Laut Gründungserklärung hätten die zwölf Klubs «3,5 Milliarden Euro bekommen, die ausschliesslich für die Entwicklung ihrer Infrastruktur und zur Abfederung der Auswirkungen der Covid-Pandemie vorgesehen ist». Mit dem zusätzlichen Geld wären die meist massiv verschuldeten Top-Klubs viele ihrer Sorgen auf einen Schlag los. Finanziert werden sollte das Projekt durch eine US-Grossbank.
Angriff gut getimt – Druck auf UEFA bleibt hoch
Spätestens seit 2018, als die Enthüllungsplattform «Football Leaks» Dokumente veröffentlichte, welche die Einführung einer Super League ankündigten, geisterte das Projekt herum. Bis am Sonntag stritten aber die Rädelsführer jeweils ab, in die Sache involviert zu sein.

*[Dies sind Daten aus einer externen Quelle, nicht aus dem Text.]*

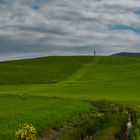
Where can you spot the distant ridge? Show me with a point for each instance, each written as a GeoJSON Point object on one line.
{"type": "Point", "coordinates": [126, 54]}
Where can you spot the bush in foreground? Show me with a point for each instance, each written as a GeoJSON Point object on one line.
{"type": "Point", "coordinates": [26, 132]}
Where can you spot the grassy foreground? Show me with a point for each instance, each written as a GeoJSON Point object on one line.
{"type": "Point", "coordinates": [49, 91]}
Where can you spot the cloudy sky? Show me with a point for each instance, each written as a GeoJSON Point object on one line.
{"type": "Point", "coordinates": [33, 28]}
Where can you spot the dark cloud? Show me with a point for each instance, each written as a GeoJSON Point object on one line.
{"type": "Point", "coordinates": [61, 27]}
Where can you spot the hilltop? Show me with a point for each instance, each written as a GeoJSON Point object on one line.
{"type": "Point", "coordinates": [126, 54]}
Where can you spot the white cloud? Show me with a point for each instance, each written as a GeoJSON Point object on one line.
{"type": "Point", "coordinates": [70, 27]}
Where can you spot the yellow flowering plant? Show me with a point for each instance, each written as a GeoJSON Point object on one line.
{"type": "Point", "coordinates": [97, 115]}
{"type": "Point", "coordinates": [26, 132]}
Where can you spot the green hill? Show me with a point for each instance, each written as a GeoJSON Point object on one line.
{"type": "Point", "coordinates": [51, 90]}
{"type": "Point", "coordinates": [53, 69]}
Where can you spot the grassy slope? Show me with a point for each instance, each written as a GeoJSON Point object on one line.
{"type": "Point", "coordinates": [115, 78]}
{"type": "Point", "coordinates": [39, 71]}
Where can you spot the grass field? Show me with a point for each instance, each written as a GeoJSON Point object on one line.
{"type": "Point", "coordinates": [48, 91]}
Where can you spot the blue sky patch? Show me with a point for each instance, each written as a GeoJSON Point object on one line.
{"type": "Point", "coordinates": [35, 7]}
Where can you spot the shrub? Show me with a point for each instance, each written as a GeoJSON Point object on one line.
{"type": "Point", "coordinates": [26, 132]}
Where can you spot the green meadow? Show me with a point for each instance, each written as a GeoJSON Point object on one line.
{"type": "Point", "coordinates": [49, 91]}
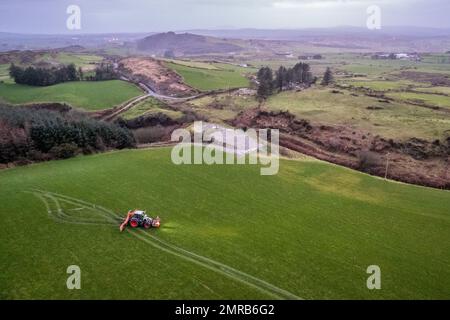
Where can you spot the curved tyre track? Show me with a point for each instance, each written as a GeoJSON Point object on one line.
{"type": "Point", "coordinates": [53, 202]}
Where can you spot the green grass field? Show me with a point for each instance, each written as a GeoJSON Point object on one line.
{"type": "Point", "coordinates": [88, 95]}
{"type": "Point", "coordinates": [387, 85]}
{"type": "Point", "coordinates": [430, 99]}
{"type": "Point", "coordinates": [206, 79]}
{"type": "Point", "coordinates": [310, 232]}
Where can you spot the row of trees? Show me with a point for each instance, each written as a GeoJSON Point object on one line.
{"type": "Point", "coordinates": [285, 78]}
{"type": "Point", "coordinates": [288, 78]}
{"type": "Point", "coordinates": [104, 71]}
{"type": "Point", "coordinates": [34, 135]}
{"type": "Point", "coordinates": [39, 76]}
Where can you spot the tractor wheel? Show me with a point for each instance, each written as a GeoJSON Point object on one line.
{"type": "Point", "coordinates": [134, 224]}
{"type": "Point", "coordinates": [147, 225]}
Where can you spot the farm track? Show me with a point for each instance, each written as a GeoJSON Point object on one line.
{"type": "Point", "coordinates": [53, 202]}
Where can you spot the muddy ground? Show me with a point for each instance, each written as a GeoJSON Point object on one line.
{"type": "Point", "coordinates": [155, 75]}
{"type": "Point", "coordinates": [413, 161]}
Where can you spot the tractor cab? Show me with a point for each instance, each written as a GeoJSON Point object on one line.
{"type": "Point", "coordinates": [139, 218]}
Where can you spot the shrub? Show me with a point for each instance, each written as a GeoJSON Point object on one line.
{"type": "Point", "coordinates": [368, 160]}
{"type": "Point", "coordinates": [64, 151]}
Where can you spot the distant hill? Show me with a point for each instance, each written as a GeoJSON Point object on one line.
{"type": "Point", "coordinates": [186, 44]}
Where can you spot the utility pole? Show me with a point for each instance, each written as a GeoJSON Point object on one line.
{"type": "Point", "coordinates": [387, 166]}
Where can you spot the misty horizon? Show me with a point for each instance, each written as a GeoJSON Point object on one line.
{"type": "Point", "coordinates": [48, 17]}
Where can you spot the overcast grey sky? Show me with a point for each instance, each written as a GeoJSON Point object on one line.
{"type": "Point", "coordinates": [98, 16]}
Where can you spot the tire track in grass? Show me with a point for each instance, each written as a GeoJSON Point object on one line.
{"type": "Point", "coordinates": [239, 276]}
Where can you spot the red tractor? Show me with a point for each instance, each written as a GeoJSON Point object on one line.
{"type": "Point", "coordinates": [138, 218]}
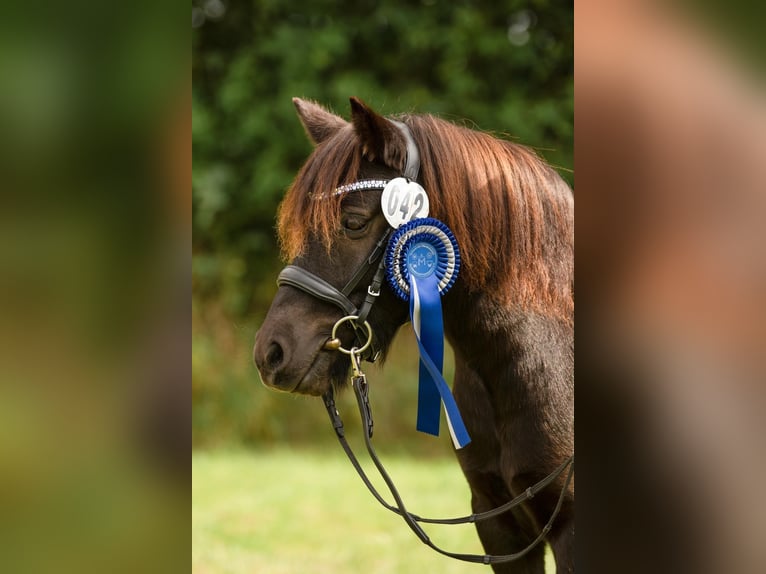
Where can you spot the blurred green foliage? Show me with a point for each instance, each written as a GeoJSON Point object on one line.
{"type": "Point", "coordinates": [504, 67]}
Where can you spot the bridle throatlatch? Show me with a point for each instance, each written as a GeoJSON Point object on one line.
{"type": "Point", "coordinates": [420, 258]}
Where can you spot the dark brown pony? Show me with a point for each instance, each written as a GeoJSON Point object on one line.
{"type": "Point", "coordinates": [508, 318]}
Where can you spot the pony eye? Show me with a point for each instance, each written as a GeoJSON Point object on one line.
{"type": "Point", "coordinates": [354, 223]}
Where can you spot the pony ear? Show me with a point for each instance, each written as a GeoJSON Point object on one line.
{"type": "Point", "coordinates": [380, 139]}
{"type": "Point", "coordinates": [319, 123]}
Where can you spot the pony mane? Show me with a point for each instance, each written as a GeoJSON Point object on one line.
{"type": "Point", "coordinates": [512, 214]}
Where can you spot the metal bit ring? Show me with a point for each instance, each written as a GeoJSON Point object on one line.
{"type": "Point", "coordinates": [356, 350]}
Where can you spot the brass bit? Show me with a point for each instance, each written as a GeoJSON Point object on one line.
{"type": "Point", "coordinates": [332, 344]}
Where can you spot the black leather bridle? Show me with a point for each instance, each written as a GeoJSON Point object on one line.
{"type": "Point", "coordinates": [367, 348]}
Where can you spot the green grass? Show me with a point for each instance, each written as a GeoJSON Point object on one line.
{"type": "Point", "coordinates": [284, 512]}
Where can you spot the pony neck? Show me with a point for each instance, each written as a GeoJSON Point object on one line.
{"type": "Point", "coordinates": [489, 336]}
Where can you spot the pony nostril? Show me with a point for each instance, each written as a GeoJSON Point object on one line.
{"type": "Point", "coordinates": [274, 356]}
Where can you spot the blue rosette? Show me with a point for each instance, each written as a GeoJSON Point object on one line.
{"type": "Point", "coordinates": [437, 246]}
{"type": "Point", "coordinates": [422, 264]}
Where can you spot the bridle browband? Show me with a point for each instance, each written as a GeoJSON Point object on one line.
{"type": "Point", "coordinates": [367, 348]}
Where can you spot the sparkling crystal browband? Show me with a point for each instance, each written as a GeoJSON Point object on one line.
{"type": "Point", "coordinates": [362, 185]}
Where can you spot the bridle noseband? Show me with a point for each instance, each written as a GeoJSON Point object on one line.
{"type": "Point", "coordinates": [367, 348]}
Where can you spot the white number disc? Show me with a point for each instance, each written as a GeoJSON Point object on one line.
{"type": "Point", "coordinates": [403, 201]}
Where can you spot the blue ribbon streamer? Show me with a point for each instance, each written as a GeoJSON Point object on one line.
{"type": "Point", "coordinates": [426, 315]}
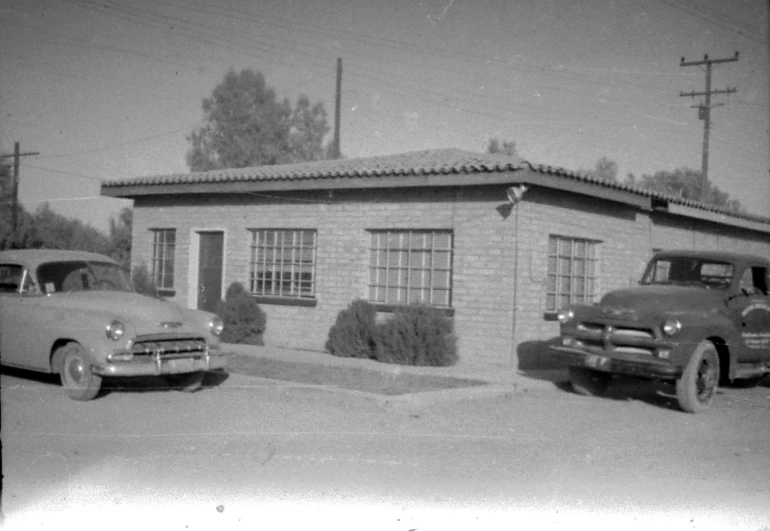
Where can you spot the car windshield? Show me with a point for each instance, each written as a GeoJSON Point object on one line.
{"type": "Point", "coordinates": [80, 275]}
{"type": "Point", "coordinates": [689, 270]}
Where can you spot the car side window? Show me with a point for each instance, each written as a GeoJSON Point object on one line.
{"type": "Point", "coordinates": [10, 278]}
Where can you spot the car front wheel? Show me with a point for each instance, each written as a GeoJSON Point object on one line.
{"type": "Point", "coordinates": [697, 387]}
{"type": "Point", "coordinates": [588, 382]}
{"type": "Point", "coordinates": [75, 373]}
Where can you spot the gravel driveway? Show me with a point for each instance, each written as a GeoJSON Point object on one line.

Wie die «Sportschau» erläutert, war das Timing auch unter finanziellen Gesichtspunkten günstig. In Spanien und England laufen im kommenden Jahr die TV-Verträge der Premier League und der La Liga aus. Dadurch wird viel Geld frei – wie gerufen für die Super League. Zumal 2024 die TV-Verträge in Italien und für die Champions League neu verhandelt werden müssen.
Die Drohungen könnten ungeachtet des vorläufigen Rückzugs der Initiatoren eine Umverteilung zugunsten der abtrünnigen Top-Klubs zur Folge haben. Das ganze Szenario könnte sich also aus Sicht der zwölf Vereinen trotz des vermeintlichen PR-Debakels auszahlen. Sicher ist: Der Druck auf die UEFA wird von ihrer Seite nicht abnehmen. Die Big Player werden nach einer moralischen Erholungspause weiter nach Einnahmemöglichkeiten suchen müssen.